Although the Olympic Movement has long stressed ethnical and socially progressive standards, including a commitment to the environment, 11 we focus on the present and recent past: the 2012 and 2016 Games, 12 where even before August 2016 Rio had been beset with political problems of political corruption, economic setbacks in terms of high rates of inflation and recessionary conditions, and concerns over water quality for some events and spread of the Zika virus.

As with the quadrennial proclamation at the concluding ceremonies by the IOC president that these were “the Greatest Olympics Ever,” “Towards a One Planet Olympics” emerged as a theme for 2012, and many in London promised that with sustainability and carbon neutrality front and center, it would deliver the “greenest Olympics ever.” The priority target areas were climate change, biodiversity, waste, inclusion, and healthy living. With respect to green energy and technology related to climate change, London pledged that 20 percent of newly installed capacity in Olympic Park would come from renewable sources. Reductions in water use, a zero-waste plan, low-carbon and recycled building materials, and a “car-free” transportation objective addressed these specific components. In addition, the Olympic Park itself was planned to incorporate wildlife habitats and nature preserves, a net gain in publicly accessible green space.

Ex post, given London’s ambitious commitments, there were inevitably shortfalls and tradeoffs. For example, given the sheer scale of the various construction projects and processes, ultimately commitments to emissions reductions were met through a portfolio of carbon-saving and reduction projects, rather than from specific technologies. And although many local transportation objectives were feasible, factoring in other aspects – the emissions generated from spectators coming to London for the Games, the inconveniences and congestion around the city – the overall result is less clear.

When IOC members voted to award the 2016 Olympics to Rio de Janeiro, it was with a sense of both excitement – a vibrant city and the first time South America had served as host for the Games – and trepidation; known corruption and violence, grinding poverty, water pollution, and potential environmental damage – deforestation – was a concern from the outset. Apart from the usual worries over timely completion of facilities and problems with congestion, added tension leading up to the 2016 Games was the IOC’s decision to bar a substantial number of Russian Olympic athletes (and subsequently their entire Paralympic squad) due to evidence of state-sponsored doping. The stellar, thrilling achievements of the participants in swimming, track and field, and other competitions were often overshadowed by embarrassments over unsold seats, the displacement of residents in favor of the Barra Olympic Park complex (pictured in Figure 3.1), budgetary exigencies that threatened the Paralympic Games component, and the scandal and saga surrounding an alleged attack on four members of the U.S. swim team. In addition, midway through the swimming and diving portion, algae-related problems in the diving pool threatened to impart an entirely new twist to the “greenest games ever” mantra.

The Rio bid committee put forth a nine-point Sustainability Management Plan (SMP) and ambitious environmental agenda to address and commit to water treatment and conservation, environmental awareness, use and management of renewable energy, carbon neutrality, protection of ecosystems and biodiversity, sustainable design and construction, and solid waste management. One of the SMP’s overarching key objectives was to lessen the environmental footprint, and it organized this objective around four themes or areas: transport and logistics, sustainable construction and urban improvement, environmental conservation and clean-up, and waste management. If, by hosting the Olympic Games, Rio hastened its path towards development with investments in infrastructure and pollution control, there exists the potential to achieve both private return to local investors and social benefit for others.

Barra Olympic Park, Rio de Janeiro, Brazil (“Aerial view of Barra Olympic Park in May 2016, looking southward” is licensed under CC BY 3.0 BR)

Figure 3.1   Barra Olympic Park, Rio de Janeiro, Brazil (“Aerial view of Barra Olympic Park in May 2016, looking southward” is licensed under CC BY 3.0 BR)

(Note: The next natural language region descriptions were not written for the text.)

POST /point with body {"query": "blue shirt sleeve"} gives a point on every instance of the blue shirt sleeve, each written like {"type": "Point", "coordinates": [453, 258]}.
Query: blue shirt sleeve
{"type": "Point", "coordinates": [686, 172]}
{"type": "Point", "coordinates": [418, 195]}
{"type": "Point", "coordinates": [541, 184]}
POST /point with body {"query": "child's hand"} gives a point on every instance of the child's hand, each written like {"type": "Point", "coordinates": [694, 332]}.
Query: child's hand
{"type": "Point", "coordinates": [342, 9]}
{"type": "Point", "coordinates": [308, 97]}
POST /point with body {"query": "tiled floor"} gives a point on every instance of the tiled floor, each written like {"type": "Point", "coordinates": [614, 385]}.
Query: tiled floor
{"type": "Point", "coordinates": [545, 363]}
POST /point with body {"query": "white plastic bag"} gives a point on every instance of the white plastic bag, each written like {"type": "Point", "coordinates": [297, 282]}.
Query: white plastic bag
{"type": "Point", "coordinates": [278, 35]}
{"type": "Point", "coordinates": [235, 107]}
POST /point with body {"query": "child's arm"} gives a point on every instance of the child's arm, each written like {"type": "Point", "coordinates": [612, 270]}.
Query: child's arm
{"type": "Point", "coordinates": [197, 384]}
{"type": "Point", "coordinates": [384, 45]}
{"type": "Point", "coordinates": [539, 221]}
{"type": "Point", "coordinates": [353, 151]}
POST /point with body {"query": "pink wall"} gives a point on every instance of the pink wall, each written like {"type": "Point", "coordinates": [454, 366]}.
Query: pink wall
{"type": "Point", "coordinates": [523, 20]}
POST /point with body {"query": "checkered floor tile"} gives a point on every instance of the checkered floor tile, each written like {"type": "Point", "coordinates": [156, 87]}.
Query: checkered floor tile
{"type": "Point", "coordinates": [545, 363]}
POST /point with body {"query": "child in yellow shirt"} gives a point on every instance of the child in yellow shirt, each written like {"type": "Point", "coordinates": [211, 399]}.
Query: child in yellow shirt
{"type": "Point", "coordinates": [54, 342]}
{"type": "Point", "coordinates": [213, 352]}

In general, evidence suggests that in terms of economic impact and development, a city’s or nation’s having some “Olympic strategy,” either serving as host locale or a financial commitment to increasing the success of its own athletes in these competitions, does not usually constitute a wise economic investment. 13 Although the Olympic Games may attract additional private dollars that may have gone to other causes or locations and may expedite the clearing of political hurdles, there may be efficiency gains in targeting public investment directly towards other independent social or public goods like education, infrastructure, the environment, health care and poverty, rather than indirectly through Olympic Games.

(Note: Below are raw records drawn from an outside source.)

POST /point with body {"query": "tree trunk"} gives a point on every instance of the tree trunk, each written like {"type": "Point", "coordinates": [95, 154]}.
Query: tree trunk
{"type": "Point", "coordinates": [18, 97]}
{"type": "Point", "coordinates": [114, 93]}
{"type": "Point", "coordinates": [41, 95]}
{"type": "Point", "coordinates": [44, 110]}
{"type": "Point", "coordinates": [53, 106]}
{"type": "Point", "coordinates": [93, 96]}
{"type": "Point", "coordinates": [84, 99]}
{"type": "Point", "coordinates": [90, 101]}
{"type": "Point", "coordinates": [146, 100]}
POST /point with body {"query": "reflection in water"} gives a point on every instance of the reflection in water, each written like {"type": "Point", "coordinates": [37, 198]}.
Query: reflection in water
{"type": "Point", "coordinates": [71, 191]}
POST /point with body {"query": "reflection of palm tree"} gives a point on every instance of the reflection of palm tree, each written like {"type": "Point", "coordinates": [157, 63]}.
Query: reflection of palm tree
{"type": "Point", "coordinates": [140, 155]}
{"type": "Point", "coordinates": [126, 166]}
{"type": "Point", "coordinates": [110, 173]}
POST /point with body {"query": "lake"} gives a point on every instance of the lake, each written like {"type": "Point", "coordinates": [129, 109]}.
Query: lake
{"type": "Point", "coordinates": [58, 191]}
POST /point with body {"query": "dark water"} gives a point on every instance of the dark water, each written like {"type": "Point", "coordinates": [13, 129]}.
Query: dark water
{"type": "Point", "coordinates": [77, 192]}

The National Football League 14

In terms of audiences, revenues, and franchise values, American football is largely the face of U.S. professional sports, and its environmental practices are generally representative of team-based athletics in the United States. 15 Most greening efforts in the NFL appear to be led by stadium owners, with each newly constructed or renovated stadium touting statistics for clean energy usage, diversion of waste, and green building certification. 16 Many of these measures emerge from the synergy between green technologies and profit, as new efficient systems, from lighting to ventilation, have proved to be attractive sources of direct private return and corporate sponsorship. 17 External factors likely play a role in this market. Revenue from energy technologies can be unnaturally high due to government subsidies, particularly for solar projects, which can drive investments above and beyond what would be made for motivations only related to direct return. Simultaneously, implementation costs are often low for owners because taxpayer financing for new stadiums is so common. This is also where barriers to market entry create the potential for rent seeking. Lack of competition lets teams threaten to leave cities without favorable deals, and so we see the average NFL stadium is in its early twenties, whereas an English Premier League stadium can boast nearly eight decades. 18

However, the question remains as to why a league or individual team or facility owner would invest in large-scale greening efforts where the returns are largely societal and not captured by the individual investor. In part, there are always concerns about the environmental impact of large sporting events, and showcasing these efforts, as the NFL does at the Super Bowl, garners the most attention. For any individual team or facility, the sustainability measures demonstrate a commitment to community and modern technology and can attract high-profile events like the Super Bowl. In this fashion, green practices generate additional revenue indirectly through fans. It is easy to see how initiatives such as locally farmed menus and digital sustainability graphics might appeal to the modern fan’s preferences and allow for higher prices. 19 Furthermore, by aligning its practices with shifting social views towards the environment, the NFL and its teams can attract new fans. Most environmental surveys indicate that female, younger, and wealthier people care most about the environment, all of whom would be most welcome to the NFL as new fans.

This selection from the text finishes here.